Uma súbita serenidade se apoderou do sacerdote, dos membros distendidos, de que agora quase poderiam pender teias de aranha. Reflecte com ar habituado, mas mais grave, porque de momento especial. Chegou o momento? Há muito, há sempre que o velho colecciona com fervor as suas moscas. Em criança, caçá-las na armadilha articulada das falanges e esborrachá-las sob um godo achatado era a iniciação imberbe e torpe à suprema afeição. O amor veio aos poucos, seguindo-se à admiração, ao devaneio, ao cuidado. Tratou de especializar a técnica, exacerbar a diligência: já não as enclausurava na mão, colhia-as como lepidópteros, só que em sacos de plástico, e deles as levava aos frascos. Viveiros transparentes e furibundos, de fundo arenoso, onde o açúcar e a mica se entranhavam. Conservados, aumentados numa vida em que foram mais que simples ocupação – um fito sagrado. Nem mulher, nem filhos, nem trabalho, distraíram o velho das cruciais obrigações do sacerdócio: banir os insectos mortos ou doentes para que os novos e bons prosperassem, penitenciar os desassossegados amputando-lhes a asa ou a pata, repartir as castas por recipientes diversos, distribuir o açúcar que só os melhores sabiam procurar. Assim se formou uma tribo, um povo eleito unido em reacção vertiginosa como um preparado de sódio.

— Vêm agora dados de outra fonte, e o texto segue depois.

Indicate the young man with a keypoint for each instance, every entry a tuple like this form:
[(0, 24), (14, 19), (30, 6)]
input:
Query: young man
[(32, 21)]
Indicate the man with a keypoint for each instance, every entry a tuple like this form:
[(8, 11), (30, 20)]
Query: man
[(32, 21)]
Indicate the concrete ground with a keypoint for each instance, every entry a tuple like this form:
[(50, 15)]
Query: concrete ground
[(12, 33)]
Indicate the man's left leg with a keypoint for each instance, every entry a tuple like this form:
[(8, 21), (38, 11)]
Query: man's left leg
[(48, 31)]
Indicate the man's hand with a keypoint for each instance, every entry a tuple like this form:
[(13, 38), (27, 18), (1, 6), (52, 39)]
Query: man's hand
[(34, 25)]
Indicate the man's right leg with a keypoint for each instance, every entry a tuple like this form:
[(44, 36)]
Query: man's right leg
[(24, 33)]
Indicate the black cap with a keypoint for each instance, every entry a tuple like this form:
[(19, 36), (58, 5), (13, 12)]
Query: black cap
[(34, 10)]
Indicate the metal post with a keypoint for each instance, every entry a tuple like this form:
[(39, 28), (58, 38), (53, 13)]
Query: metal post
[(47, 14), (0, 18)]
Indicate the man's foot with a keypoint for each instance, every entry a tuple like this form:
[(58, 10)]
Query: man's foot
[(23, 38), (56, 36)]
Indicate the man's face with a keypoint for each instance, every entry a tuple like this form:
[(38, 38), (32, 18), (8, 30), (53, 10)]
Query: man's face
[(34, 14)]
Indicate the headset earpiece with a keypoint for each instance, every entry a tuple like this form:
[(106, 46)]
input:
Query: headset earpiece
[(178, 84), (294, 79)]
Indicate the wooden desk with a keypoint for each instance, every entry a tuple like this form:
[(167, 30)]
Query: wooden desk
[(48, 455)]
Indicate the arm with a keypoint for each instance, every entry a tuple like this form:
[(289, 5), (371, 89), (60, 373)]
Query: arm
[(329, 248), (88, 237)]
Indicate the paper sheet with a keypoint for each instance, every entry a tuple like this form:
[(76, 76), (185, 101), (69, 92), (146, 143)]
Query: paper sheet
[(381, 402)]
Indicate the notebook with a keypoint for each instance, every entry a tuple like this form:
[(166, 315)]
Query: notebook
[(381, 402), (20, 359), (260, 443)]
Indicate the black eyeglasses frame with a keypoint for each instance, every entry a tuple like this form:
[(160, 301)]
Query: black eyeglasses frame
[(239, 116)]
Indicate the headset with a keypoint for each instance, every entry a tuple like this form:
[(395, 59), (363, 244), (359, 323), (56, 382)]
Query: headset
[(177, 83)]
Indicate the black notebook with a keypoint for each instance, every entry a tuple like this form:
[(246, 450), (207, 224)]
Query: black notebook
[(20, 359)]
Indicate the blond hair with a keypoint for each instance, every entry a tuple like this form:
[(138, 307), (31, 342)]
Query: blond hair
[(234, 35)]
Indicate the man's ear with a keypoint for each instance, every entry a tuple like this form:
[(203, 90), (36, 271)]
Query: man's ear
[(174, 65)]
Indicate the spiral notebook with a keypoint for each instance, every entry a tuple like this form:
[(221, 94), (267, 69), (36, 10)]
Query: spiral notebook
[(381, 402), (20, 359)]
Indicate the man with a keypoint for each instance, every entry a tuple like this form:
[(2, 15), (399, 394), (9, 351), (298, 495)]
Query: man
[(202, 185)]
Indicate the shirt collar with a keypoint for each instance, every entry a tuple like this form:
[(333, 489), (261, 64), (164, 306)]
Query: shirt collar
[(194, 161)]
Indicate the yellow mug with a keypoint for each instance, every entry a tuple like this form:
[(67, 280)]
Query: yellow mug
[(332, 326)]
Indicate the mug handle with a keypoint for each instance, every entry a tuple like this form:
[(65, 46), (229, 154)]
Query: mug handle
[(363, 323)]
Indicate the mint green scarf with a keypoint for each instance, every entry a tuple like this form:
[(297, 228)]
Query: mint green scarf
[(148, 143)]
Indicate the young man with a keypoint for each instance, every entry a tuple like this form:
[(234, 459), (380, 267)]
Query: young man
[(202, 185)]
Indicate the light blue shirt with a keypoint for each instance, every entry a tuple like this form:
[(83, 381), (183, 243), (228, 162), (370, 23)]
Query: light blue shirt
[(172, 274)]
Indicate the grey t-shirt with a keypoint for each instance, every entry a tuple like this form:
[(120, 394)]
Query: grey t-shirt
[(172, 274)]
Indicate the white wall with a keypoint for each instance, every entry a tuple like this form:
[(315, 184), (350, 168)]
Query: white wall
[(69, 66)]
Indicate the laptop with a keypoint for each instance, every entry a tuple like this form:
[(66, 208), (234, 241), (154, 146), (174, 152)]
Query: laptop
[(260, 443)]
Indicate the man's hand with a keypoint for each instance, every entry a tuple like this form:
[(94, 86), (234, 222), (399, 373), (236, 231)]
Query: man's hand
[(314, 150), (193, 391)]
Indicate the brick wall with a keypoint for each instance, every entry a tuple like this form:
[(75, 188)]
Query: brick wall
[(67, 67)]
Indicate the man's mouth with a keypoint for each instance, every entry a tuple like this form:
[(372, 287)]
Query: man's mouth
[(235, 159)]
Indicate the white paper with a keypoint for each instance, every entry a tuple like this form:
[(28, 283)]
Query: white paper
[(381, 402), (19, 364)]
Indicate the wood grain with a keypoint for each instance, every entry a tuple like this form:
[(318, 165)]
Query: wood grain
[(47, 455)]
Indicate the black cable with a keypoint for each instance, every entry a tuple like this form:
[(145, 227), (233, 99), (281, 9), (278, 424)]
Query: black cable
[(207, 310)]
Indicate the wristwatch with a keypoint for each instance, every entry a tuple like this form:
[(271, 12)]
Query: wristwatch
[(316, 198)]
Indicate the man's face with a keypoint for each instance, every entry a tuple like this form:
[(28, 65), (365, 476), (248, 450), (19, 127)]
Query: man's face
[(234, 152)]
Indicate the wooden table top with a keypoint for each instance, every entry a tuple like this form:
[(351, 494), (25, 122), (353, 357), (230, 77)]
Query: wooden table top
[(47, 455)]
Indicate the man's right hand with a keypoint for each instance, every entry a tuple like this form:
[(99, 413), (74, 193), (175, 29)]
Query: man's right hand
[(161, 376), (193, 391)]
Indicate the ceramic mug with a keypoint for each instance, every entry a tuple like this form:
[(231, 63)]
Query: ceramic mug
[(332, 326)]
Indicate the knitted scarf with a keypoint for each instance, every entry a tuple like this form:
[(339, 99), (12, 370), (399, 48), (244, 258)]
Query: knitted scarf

Contemplativo, o homem solitário espia o seu tesouro. Rejuvenescem-lhe as pupilas ao reflectirem esses minúsculos milhares de partículas furiosas como átomos. Certifica-se ainda de que as escolhas foram certas, de que está perante os melhores. Não pode ter a certeza, e as pálpebras enrugam-se de inseguras. Mas tudo está consumado, o acto adivinha-se na potência do olhar, o gesto fervilha na ponta dos dedos. Os sacrários já não podem conter essa viva matéria divina, esse murmúrio gasoso de aclamação.
Agora há, no peitoril das janelas, filas e filas de frascos. Arrombadas todas as gavetas, o contador tem o ar de cripta violada por mãos bárbaras. Ilusão: a dois passos, o sacerdote cauto vela ainda o seu sagrado conteúdo. Depois, uma a uma as tampas são retiradas, os gargalos voltados ao céu. As moscas hesitam por momentos, multidão de fiéis habituados. Porventura receiam a perda do conforto eucarístico: doravante estão por sua conta. Mas logo é o exílio alado, e escurecem em zumbido o céu nítido. O homem, esgazeado, ferve nos olhos uma lágrima, um soluço na garganta. Todo ele é olhos para o enxame livre que criou.
A sala parece mais escolhosa e escura, como se sobre ela pesasse o abandono. Até o velho mingou na sua estatura e na sua divindade. Felizmente compreende, como dono dos mistérios, que o retorno ao humano era inevitável, a divindade não se pode guardar. Mas realmente há nele uma desconfiança de profeta traído, uma tristeza calcada de mártir. Os forros gastos das gavetas são páginas brancas de escrituras mudas. Enquanto, a pouca distância, a praga escreve sinais confusos no céu.